I've run many concurrent gets and never seen masses of failures, or indeed any failures without either an error message explaining why it failed, or something obviously wrong (like the drive not being mounted).
The json output is making it harder than necessary to understand what's going on. It seems you should be easily able to replicate the same problem without --json.
didn't need to go far ;)
FWIW, the repository in question is this one: http://datasets.datalad.org/devel/travis-buildlogs/.git/
That looks like concurrent
git config
setting remote.origin.annex-uuid are failing.I have not reproduced the
.git/config
error, but with a local clone of a repository, I have been able to reproduce some intermittent "transfer already in progress, or unable to take transfer lock" failures withgit annex get -J5
, happening after remote.origin.annex-uuid has been cached.So, two distinct bugs I think..

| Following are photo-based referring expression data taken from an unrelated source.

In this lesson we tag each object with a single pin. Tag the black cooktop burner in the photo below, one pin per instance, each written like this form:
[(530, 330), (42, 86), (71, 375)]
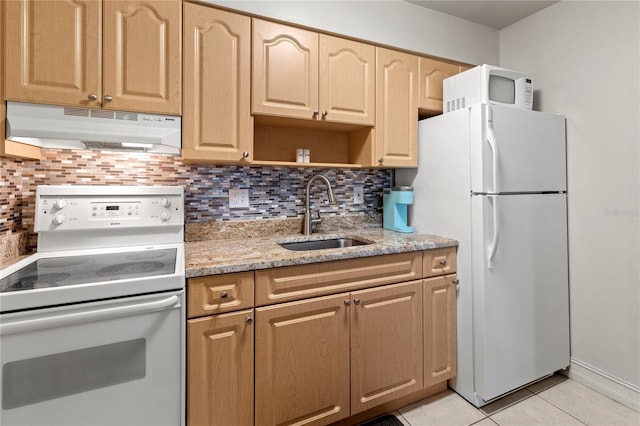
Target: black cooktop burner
[(74, 270)]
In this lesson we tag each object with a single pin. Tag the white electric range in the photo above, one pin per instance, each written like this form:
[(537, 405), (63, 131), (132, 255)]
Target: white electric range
[(92, 325)]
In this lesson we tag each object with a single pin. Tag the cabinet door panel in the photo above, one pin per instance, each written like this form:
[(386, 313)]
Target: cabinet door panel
[(220, 370), (54, 51), (439, 329), (347, 80), (386, 344), (396, 109), (302, 362), (216, 123), (142, 56), (431, 75), (285, 70)]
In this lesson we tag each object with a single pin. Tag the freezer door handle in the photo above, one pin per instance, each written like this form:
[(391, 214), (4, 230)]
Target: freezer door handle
[(493, 246), (493, 144), (83, 317)]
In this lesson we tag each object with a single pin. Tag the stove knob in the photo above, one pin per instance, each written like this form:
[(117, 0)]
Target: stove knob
[(59, 219)]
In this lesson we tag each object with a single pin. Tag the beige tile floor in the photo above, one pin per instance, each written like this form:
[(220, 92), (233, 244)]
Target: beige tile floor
[(556, 401)]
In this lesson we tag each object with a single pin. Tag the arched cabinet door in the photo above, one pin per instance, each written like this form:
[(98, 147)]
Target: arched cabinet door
[(142, 56), (216, 121), (285, 71)]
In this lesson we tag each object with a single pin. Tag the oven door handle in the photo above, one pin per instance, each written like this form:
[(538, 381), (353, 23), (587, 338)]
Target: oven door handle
[(88, 316)]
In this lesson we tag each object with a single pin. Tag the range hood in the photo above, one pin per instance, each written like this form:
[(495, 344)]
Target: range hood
[(82, 128)]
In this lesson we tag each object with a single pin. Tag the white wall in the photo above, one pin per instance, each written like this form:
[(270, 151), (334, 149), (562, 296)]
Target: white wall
[(391, 22), (584, 58)]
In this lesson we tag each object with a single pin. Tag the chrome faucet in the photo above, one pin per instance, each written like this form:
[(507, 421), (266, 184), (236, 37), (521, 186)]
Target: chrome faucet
[(308, 221)]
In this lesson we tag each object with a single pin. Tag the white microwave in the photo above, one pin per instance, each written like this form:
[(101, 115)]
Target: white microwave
[(488, 85)]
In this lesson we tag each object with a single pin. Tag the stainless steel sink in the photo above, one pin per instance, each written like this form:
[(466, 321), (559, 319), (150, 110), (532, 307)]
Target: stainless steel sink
[(323, 244)]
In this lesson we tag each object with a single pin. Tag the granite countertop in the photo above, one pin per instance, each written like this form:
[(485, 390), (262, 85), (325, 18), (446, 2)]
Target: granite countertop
[(211, 257)]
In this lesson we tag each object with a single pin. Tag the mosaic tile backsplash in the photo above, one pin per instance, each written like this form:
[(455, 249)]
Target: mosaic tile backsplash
[(274, 192)]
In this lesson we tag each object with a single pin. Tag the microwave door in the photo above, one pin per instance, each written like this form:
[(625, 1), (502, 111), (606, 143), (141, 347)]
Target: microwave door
[(516, 151)]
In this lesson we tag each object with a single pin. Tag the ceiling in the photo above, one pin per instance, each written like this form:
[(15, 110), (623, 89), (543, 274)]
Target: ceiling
[(494, 14)]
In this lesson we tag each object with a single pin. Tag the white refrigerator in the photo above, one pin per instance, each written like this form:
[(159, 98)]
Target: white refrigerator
[(494, 178)]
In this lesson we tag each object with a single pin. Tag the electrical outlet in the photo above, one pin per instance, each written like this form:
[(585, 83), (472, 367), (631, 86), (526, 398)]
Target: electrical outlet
[(238, 198), (358, 195)]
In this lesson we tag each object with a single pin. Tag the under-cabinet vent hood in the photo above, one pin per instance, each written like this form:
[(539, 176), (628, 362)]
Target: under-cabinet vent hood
[(81, 128)]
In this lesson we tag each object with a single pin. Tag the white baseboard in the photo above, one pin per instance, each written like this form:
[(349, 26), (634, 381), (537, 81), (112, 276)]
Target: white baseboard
[(606, 384)]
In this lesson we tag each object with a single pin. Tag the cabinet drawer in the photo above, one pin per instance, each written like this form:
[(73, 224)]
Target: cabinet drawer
[(439, 261), (219, 293), (317, 279)]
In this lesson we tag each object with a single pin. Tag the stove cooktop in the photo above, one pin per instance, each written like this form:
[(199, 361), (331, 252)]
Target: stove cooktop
[(86, 269)]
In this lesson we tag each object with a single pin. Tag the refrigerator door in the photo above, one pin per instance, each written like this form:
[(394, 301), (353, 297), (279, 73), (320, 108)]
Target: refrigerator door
[(520, 290), (515, 150)]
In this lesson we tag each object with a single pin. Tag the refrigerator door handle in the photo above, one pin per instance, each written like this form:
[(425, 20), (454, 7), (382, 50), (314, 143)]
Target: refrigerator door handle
[(496, 231)]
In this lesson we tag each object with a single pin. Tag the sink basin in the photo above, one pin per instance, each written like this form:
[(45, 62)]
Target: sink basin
[(322, 244)]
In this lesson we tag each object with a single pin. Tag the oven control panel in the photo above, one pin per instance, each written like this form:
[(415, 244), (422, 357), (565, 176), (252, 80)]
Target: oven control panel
[(67, 210)]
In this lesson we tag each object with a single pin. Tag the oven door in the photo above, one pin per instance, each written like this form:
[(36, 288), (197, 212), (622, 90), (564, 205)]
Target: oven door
[(115, 362)]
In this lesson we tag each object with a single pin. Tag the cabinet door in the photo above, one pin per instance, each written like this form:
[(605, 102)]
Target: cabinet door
[(431, 75), (54, 51), (439, 329), (302, 362), (347, 81), (220, 370), (216, 122), (285, 70), (142, 51), (386, 344), (396, 129)]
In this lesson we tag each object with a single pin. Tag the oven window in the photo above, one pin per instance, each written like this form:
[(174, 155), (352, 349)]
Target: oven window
[(40, 379)]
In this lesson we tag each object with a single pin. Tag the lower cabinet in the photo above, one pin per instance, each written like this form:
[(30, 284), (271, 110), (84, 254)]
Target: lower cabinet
[(439, 329), (324, 359), (220, 369)]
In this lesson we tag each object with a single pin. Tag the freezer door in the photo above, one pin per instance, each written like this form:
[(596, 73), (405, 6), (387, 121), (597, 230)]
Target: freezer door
[(520, 290), (515, 150)]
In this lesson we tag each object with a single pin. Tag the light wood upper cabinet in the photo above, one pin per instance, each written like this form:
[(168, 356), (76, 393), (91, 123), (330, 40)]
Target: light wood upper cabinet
[(113, 54), (54, 48), (439, 329), (285, 70), (347, 81), (302, 362), (396, 131), (216, 122), (142, 55), (220, 370), (303, 74), (386, 344)]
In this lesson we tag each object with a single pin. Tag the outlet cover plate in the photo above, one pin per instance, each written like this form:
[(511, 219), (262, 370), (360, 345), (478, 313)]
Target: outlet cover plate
[(238, 198), (358, 195)]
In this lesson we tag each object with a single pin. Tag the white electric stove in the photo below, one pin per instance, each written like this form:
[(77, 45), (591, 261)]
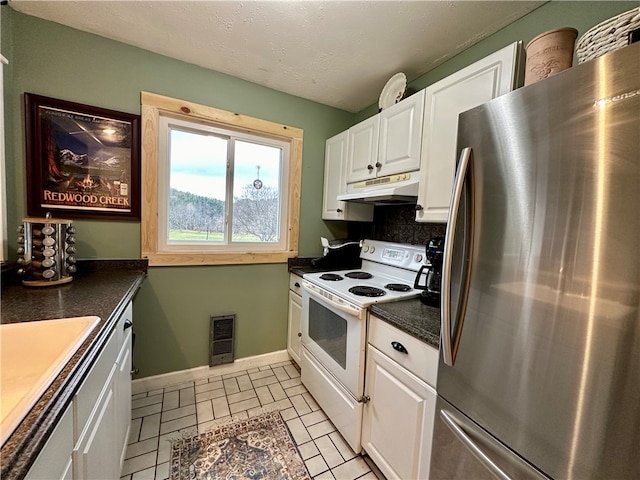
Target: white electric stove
[(334, 326)]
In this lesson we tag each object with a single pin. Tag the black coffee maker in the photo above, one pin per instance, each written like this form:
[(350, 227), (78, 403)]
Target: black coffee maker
[(433, 273)]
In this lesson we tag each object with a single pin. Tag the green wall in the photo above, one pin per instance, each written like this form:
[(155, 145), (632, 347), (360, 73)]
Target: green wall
[(173, 306), (580, 15)]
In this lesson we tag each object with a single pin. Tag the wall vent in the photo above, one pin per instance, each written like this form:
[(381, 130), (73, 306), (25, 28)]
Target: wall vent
[(221, 339)]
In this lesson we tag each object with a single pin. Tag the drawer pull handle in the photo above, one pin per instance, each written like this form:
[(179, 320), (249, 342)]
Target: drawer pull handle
[(399, 347)]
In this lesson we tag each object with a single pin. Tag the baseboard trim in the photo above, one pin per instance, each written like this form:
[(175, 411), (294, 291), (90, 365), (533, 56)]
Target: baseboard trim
[(164, 380)]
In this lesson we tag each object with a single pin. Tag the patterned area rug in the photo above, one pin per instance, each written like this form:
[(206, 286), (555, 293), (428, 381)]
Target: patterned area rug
[(257, 448)]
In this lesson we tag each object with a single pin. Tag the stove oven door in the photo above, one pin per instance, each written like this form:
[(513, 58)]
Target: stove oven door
[(334, 331), (332, 362)]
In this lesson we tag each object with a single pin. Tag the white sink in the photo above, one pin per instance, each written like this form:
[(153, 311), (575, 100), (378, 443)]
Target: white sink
[(32, 354)]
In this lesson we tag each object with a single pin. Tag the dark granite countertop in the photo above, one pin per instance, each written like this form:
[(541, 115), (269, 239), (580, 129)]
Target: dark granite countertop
[(413, 317), (100, 287), (303, 265)]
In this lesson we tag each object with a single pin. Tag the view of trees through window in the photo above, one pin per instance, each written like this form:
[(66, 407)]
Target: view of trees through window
[(218, 180)]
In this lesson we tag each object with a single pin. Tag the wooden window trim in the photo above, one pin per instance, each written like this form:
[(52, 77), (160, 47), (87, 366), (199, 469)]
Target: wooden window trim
[(152, 107)]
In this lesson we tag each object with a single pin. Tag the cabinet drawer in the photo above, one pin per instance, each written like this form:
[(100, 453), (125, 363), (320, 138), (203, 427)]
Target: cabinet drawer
[(125, 317), (421, 359), (295, 283), (90, 390)]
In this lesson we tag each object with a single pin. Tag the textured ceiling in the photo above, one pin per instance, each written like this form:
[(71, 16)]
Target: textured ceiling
[(339, 53)]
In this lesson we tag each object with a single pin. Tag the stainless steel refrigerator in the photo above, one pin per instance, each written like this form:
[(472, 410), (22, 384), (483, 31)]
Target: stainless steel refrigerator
[(540, 368)]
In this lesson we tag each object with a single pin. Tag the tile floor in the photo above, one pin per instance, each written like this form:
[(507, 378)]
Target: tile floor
[(182, 410)]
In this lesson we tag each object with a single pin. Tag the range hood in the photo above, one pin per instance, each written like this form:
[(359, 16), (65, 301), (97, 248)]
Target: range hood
[(390, 190)]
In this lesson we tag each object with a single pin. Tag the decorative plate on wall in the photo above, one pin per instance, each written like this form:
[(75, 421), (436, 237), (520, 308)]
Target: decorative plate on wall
[(393, 91)]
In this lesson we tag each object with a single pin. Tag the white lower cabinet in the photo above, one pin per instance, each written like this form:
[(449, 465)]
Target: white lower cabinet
[(294, 333), (89, 441), (54, 461), (399, 416)]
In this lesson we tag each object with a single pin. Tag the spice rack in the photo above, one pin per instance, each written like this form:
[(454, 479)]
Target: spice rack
[(46, 251)]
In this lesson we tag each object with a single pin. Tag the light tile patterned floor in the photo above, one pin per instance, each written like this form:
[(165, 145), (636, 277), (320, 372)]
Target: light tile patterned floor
[(163, 415)]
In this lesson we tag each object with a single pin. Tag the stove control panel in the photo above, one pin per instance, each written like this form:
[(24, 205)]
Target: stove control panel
[(401, 255)]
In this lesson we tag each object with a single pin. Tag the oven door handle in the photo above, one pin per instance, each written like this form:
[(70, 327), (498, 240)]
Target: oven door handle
[(343, 306)]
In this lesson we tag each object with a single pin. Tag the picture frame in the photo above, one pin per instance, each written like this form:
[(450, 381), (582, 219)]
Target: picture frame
[(82, 161)]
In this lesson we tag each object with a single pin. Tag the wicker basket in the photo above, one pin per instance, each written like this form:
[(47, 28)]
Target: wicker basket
[(609, 35)]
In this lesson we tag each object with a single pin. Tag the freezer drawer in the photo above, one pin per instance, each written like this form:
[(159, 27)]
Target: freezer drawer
[(462, 450)]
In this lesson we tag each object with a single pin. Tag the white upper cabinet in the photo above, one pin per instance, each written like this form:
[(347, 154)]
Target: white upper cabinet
[(401, 136), (470, 87), (388, 142), (362, 153), (335, 183)]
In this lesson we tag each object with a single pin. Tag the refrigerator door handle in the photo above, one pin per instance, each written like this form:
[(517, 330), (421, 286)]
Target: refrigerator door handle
[(448, 347)]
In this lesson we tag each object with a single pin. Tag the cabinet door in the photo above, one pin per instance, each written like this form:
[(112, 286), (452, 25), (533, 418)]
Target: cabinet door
[(97, 455), (398, 419), (472, 86), (335, 182), (123, 395), (362, 150), (401, 136), (54, 460), (293, 337)]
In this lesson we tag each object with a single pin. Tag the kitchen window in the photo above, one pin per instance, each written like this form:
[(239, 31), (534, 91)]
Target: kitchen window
[(217, 187)]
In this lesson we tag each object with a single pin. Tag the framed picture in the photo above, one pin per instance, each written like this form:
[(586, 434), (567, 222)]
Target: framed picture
[(82, 161)]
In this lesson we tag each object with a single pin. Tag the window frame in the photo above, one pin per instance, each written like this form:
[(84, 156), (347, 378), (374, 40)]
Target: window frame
[(153, 106)]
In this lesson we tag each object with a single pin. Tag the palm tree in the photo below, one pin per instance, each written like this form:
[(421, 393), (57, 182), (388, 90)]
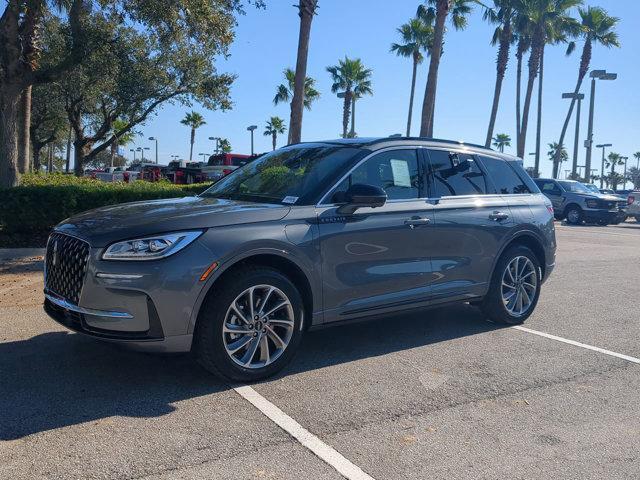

Debugging, the lock it fails to take always seems to be the lock on the remote side, which points to the local clone being involved somehow.
Debugging further, Utility.LockPool.STM.tryTakeLock is what's failing. That's supposed to only fail when another thread holds a conflicting lock, but as it's implemented with
orElse
, if the main STM transaction retries due to other STM activity on the same TVar, it will give up when it shouldn't.That's probably why this is happening under heavier concurrency loads; it makes that failure case much more likely. And with a local clone, twice as much locking is done.
I've fixed this part of it!
The concurrent
git config
part remains. Since git-annex can potentially have multiple threads doing differentgit config
for their own reasons concurrently, it seems it will need to add its own locking around that.The .git/config concurrent access happens because the remote list is only generated on demand, and nothing demands it when running with -J until all the threads are spun up and each thread has its own state then, so each generates the remote list.
There don't look to be any other git-config settings that would cause problems for concurrency other than ones run while generating the remote list.
So, generating the remote list before starting concurrent threads would avoid that problem, and also leads to a slightly faster startup since the remote git config only has to be read once, etc.
The only risk in doing that would be if generating a Remote opens some kind of handle, which can't be used concurrently, or is less efficient if only opened once and then used by multiple threads.
I've audited all the Remote.*.gen methods, and they all seem ok. For example, Remote.External.gen sets up a worker pool of external special remote processes, and new ones are allocated as needed. And Remote.P2P.chainGen sets up a connection pool.
Ok, gone ahead with this fix.
Thank you Joey! It seems to work very nice now! Not a single one lost out of 1550!